VARIOUS ARTISTS – Sector Five Records Compilation 2006
(2006 Sector Five Records)
Sector Five Records has always been the home of some of Madison’s loudest rock and punk bands. You know, the kind of bands that keep their chorus-verse-chorus songs under three minutes. So perhaps the biggest surprise about their ’06 compilation is the presence of two monolithic instrumental tracks. The first, “Floating Holiday” by This House is a Castle, tops six minutes with pretty piano and drums leading the way. The second, “Alya” by similar thinkers Wood and Wires, goes them a minute better while also leaning heavily on the percussion. Even the Bracelets get into the wordless act, though their selection “Future Be Mine” stops at a relatively brief two minutes of brushed drums, acoustic guitar and crystal-clear glockenspiel. It’s lovely, but much of the Bracelets’ charm lies in their quirky lyrics and Ian Purvis’s offbeat delivery. It also does little to satisfy those of us anxiously awaiting a follow-up to their terrific self-titled EP from last year. Wait, there’s more. Proggers Czarbles contribute their instrumental “Impossum Flight.”

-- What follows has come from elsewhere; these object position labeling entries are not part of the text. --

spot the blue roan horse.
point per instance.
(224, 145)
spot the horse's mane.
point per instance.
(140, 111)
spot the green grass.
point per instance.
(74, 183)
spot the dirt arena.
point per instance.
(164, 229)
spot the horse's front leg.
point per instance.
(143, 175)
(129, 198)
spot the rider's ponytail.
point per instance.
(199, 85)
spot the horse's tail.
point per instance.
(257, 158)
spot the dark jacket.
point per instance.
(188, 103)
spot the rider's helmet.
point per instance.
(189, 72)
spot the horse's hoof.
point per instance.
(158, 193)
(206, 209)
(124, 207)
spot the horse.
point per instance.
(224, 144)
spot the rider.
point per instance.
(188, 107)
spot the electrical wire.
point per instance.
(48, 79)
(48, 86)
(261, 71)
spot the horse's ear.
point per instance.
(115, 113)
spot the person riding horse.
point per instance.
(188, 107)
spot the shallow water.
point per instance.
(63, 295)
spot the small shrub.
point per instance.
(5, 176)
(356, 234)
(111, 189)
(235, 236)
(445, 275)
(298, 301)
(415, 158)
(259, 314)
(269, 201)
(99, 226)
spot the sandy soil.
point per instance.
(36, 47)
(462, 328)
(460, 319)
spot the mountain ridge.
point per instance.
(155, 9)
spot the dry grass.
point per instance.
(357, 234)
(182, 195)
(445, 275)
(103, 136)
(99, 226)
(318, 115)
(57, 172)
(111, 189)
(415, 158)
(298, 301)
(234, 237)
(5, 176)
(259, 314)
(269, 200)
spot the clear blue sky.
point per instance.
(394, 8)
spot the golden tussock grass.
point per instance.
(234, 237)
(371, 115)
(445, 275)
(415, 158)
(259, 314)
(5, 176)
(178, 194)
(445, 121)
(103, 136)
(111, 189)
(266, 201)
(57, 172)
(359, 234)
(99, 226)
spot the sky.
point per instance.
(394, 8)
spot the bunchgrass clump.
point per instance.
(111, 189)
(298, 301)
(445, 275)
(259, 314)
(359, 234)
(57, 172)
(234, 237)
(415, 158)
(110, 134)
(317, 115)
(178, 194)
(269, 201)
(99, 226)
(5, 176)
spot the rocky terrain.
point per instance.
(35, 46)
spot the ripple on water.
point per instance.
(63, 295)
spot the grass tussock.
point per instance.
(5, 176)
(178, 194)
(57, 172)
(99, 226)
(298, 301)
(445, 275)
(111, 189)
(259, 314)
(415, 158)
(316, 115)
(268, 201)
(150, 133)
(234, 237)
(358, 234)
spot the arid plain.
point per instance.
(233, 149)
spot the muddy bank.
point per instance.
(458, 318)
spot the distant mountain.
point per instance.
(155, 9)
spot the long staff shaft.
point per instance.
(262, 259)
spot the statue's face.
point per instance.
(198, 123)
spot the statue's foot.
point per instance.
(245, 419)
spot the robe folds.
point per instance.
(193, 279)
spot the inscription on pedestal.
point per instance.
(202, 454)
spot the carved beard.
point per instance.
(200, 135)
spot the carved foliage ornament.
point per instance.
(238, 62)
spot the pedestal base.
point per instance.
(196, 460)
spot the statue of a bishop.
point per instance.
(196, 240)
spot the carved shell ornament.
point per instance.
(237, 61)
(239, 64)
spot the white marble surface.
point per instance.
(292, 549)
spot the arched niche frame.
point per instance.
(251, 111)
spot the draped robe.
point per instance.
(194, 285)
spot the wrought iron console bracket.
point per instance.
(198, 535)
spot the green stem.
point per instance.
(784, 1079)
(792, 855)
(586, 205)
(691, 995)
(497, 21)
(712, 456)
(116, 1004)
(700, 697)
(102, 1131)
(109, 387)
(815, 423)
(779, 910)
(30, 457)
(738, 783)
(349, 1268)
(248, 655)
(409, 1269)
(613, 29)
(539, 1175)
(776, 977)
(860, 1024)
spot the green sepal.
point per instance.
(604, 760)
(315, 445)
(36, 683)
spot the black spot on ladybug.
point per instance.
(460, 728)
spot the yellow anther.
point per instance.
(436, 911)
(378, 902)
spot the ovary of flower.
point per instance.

Don’t worry, there’s still plenty here for those about to rock. Sector Five vets the Hat Party offer “Neo Geo,” a sparkly blast of keys and guitar with moments of angst (“Tell me things I never wanted know”) that exist somewhere between Interpol and Spoon. The Cummies clock in under two minutes with their screamer “Automatic Honey,” while Colony of Watts and their “Tin Hat, Tin Blouse” certainly pound harder than any song with the word “blouse” in the title should. And I’m not sure what exactly the Suit are talking about with their song’s sole intelligible line, “Come to the bathroom” (repeatedly shouted in “Kate Moss (Goin’ Christian).” I’m not sure I want to know.
The disc closes with the two strongest offerings. The final track, and the only one previously released, comes from Driftless Pony Club’s excellent Cholera (which I drooled all over last month, calling it “quite simply awesome”). Standout track “Mountains and Ruins” has lost none of its power over me. The jittery drums and charmed guitars lighten lyrics like, “If every single person died today / What would they leave behind to say?” and even make the insistence of “la dee dah dee dah dee dah dah dah” sound smart. Penultimate track “Cold April Blossoms” is another of Dietrich Gosser’s staggeringly beautiful compositions. A hushed waltz that also features Zach Parker on guitar and backing vocals, it’s a heartbreaker.
Even though this is only Sector Five’s not-at-all-unlucky thirteenth release, with its all-over-the-musical-map content they show a commitment to increasing the variety of their stable of artists. Good for them.